Walk London CAPITAL RING[sections 1-15] Woolwich to North Woolwich (78 miles)
London has seven Strategic Walking Routes (or 'long distance footpaths' to you and me). I've just completed my second. The Lea Valley Walk was dead easy, a mere 18 miles along a nigh flat river. But the Capital Ring, which I've spent all year walking, was more of a challenge. It winds its way through most of the boroughs in London. It's 78 miles long, via an elongated off-centre loop. It has flat bits, but also several steepish climby bits. It tours the capital's diverse hinterland between the inner and outer suburbs. It follows high streets, crosses railways, diverts through woodland and tracks canals. It links Wimbledon Common to the Olympics, and Crystal Palace to Harrow-on-the-Hill. It's almost entirely accessible to ramblers with limited mobility, but not so strictly that it becomes an anodyne stroll along concrete paths. If the Ring has a fault it's how slavishly it attempts to link every greenspace along the route, be that a hilltop or a recreation ground, making some of the intermediate walks very tedious. Indeed some entire numbered sections are mostly desperately dull (section 3, I'm looking at you, and section 5 for the most part too). But other sections are glorious (yes OK, section 6, you win). The Ring links some truly fascinating locations, many of which I'd never have visited were it not for the orbital path with the Big Ben logo. King John's Walk in Eltham, the heights of Norwood Grove, the heart of Richmond Park, the Thames at Isleworth Ait, the culverted Mutton Brook, even humble Beckton Park - these are all places I'd never been before, but have now. I also have a much better feeling for how London fits together, because I've now walked all the way around the middle where the real London is. Plus along my journey I met a three-legged dog, the Queen's birthday flypast, the pianist from I'm Sorry I Haven't A Clue and, unexpectedly, my auntie. What other London walk can offer that?

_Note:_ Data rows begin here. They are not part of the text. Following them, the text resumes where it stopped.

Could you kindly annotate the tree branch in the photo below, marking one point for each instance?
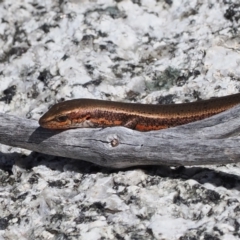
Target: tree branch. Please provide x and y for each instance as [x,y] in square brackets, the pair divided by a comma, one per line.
[215,140]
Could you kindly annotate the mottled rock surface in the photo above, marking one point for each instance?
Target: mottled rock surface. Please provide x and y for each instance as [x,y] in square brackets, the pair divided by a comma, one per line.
[166,51]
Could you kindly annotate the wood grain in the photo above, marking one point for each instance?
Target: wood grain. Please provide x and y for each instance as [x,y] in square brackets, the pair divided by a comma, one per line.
[215,140]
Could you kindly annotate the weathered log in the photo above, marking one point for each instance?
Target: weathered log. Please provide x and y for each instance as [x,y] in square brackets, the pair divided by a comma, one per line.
[214,140]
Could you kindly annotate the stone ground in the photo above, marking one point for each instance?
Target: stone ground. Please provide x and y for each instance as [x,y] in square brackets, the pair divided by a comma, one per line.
[166,51]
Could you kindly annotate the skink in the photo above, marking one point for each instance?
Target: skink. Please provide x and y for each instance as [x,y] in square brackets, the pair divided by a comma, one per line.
[142,117]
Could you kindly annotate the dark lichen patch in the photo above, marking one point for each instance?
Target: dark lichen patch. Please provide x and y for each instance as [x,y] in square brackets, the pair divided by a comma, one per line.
[44,76]
[8,94]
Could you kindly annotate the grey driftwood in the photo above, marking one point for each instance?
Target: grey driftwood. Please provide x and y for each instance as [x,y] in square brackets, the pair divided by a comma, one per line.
[215,140]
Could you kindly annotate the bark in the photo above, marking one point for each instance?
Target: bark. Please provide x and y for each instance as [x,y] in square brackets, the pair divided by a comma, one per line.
[214,140]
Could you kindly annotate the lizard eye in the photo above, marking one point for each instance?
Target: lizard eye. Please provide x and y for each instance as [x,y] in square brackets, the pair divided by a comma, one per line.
[61,118]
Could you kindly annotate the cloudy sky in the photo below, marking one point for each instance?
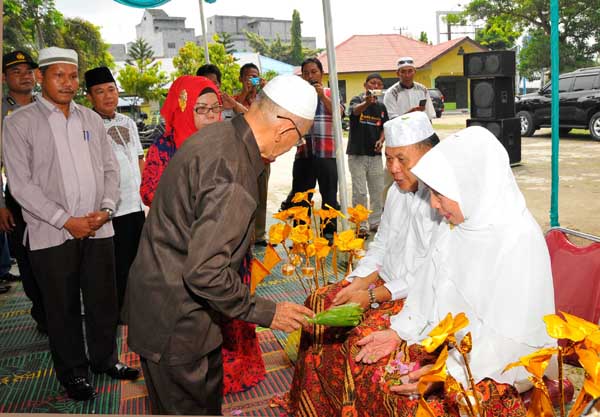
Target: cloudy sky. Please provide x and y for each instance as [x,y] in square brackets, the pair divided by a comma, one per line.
[117,22]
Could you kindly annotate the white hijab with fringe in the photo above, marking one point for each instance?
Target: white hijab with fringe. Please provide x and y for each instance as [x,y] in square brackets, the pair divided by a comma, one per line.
[494,266]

Even though the Woolwich Foot Tunnel was closed, I think I can claim to have finished the entire circuit. Completing the Ring makes me eligible for a certificate, courtesy of the disembodied entity that is Walk London. Their presence may have contracted over the year (to a thinned-down website and an intermittent Twitter presence), but if I email them and claim to have walked the Capital Ring then they'll send me a full-colour certificate. How very trusting. And you could walk the Ring too. Most sections are only 4-6 miles long, which is (probably) well within your capabilities. Each section starts and finishes near a station, for ease of access. Full details are available for free on the Walk London website, including directions and print-it-yourself maps. Just remember to walk clockwise, unless you fancy the mental challenge of walking a route backwards and trying to decipher the instructions in reverse.

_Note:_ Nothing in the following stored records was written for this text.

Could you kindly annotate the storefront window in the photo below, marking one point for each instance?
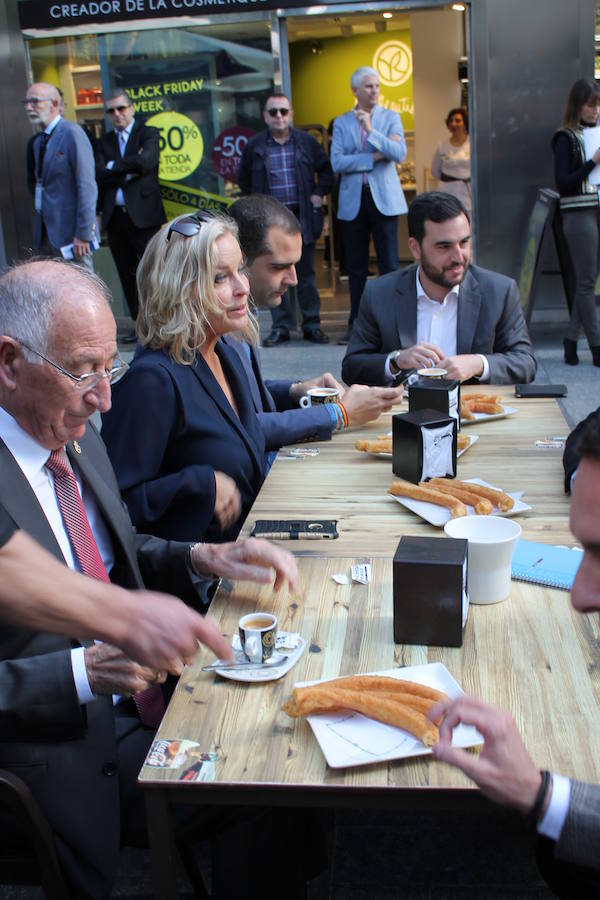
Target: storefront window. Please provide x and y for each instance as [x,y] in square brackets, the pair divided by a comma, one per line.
[202,87]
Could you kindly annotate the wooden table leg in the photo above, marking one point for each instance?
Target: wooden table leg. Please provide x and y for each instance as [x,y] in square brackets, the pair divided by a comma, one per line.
[162,845]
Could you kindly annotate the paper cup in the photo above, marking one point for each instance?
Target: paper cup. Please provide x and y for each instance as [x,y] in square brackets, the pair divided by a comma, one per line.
[492,541]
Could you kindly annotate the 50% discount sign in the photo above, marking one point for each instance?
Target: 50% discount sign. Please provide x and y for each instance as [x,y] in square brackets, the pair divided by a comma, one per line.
[181,145]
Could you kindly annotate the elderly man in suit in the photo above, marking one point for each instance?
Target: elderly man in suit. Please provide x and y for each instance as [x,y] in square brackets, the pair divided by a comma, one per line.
[367,143]
[566,813]
[442,311]
[127,174]
[79,754]
[61,179]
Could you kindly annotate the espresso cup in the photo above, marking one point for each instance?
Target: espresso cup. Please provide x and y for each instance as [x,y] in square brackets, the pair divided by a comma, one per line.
[257,635]
[434,372]
[316,396]
[492,541]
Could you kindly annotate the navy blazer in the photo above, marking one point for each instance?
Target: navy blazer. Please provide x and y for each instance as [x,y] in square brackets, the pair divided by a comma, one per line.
[282,420]
[170,428]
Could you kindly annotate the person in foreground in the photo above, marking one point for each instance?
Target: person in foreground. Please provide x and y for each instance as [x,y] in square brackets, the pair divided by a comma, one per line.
[271,241]
[443,311]
[36,591]
[566,813]
[79,753]
[183,434]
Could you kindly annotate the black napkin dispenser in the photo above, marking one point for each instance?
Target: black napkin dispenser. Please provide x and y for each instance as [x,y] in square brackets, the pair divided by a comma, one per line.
[442,394]
[424,445]
[431,602]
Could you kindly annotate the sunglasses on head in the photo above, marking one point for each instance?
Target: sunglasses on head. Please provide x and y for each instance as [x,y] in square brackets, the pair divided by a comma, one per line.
[189,225]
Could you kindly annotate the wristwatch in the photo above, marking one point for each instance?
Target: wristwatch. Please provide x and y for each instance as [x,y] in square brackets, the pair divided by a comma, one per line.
[394,367]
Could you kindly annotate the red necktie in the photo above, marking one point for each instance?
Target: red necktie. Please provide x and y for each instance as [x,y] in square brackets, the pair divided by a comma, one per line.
[150,703]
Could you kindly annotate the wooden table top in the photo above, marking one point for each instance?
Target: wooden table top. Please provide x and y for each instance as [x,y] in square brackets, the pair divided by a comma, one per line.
[530,654]
[344,484]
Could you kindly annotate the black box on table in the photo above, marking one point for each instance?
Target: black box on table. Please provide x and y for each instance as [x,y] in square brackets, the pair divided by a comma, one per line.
[442,394]
[431,602]
[424,445]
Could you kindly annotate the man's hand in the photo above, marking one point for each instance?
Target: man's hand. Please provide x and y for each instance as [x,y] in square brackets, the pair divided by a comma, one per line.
[228,503]
[299,388]
[80,248]
[503,770]
[463,367]
[419,356]
[364,403]
[109,671]
[253,559]
[156,629]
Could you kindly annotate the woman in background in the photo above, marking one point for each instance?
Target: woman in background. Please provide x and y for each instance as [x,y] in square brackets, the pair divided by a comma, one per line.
[183,434]
[451,163]
[579,212]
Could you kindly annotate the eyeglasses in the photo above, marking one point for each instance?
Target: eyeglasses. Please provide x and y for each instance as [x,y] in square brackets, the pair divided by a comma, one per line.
[189,225]
[89,380]
[35,101]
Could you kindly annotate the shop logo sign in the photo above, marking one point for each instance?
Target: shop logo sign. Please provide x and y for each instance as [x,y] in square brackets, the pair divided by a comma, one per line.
[393,63]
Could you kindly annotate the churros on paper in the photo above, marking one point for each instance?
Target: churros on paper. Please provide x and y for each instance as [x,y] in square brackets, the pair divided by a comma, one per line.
[428,495]
[401,703]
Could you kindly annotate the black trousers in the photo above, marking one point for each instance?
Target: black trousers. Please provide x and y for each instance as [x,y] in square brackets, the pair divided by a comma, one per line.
[127,243]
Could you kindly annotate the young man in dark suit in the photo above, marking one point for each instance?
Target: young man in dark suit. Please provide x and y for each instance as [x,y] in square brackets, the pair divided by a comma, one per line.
[129,194]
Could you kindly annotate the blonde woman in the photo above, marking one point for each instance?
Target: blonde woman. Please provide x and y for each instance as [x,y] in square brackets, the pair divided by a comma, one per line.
[183,434]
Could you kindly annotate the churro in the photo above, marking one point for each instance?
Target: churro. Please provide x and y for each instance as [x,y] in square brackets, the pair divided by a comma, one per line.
[481,505]
[500,499]
[428,495]
[323,698]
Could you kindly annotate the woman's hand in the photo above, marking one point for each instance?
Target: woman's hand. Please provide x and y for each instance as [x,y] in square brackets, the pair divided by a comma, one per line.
[228,503]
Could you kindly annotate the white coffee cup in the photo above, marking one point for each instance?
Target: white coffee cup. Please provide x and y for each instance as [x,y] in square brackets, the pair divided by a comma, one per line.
[257,633]
[316,396]
[492,541]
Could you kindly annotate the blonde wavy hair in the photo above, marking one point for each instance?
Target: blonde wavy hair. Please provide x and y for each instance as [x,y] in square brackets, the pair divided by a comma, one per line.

And now I'm left wondering which Strategic Walk I should tackle next. The Jubilee Greenway would be an obvious choice for 2012, although this "new" route is mainly a mishmash of Thames Path, Regent's Canal and all the grim bits of the Ring through Newham. The Thames Path itself would be interesting, even though I've walked almost all of it before for other reasons. Or maybe I should step up to The Big One, the London Outer Orbital Path. The LOOP is almost twice as long as the Ring, traversing proper countryside between the edge of London and the Home Counties in lengthier chunks, and much more the sort of thing that proper ramblers do. Except I've already walked anumberofthosesections, and written about them, so the idea of a complete circuit is somehow less appealing. Perhaps expect several more individual Loop reports scattered over the next few years, so as not to spoil the treat all in one go. And maybe see you out there?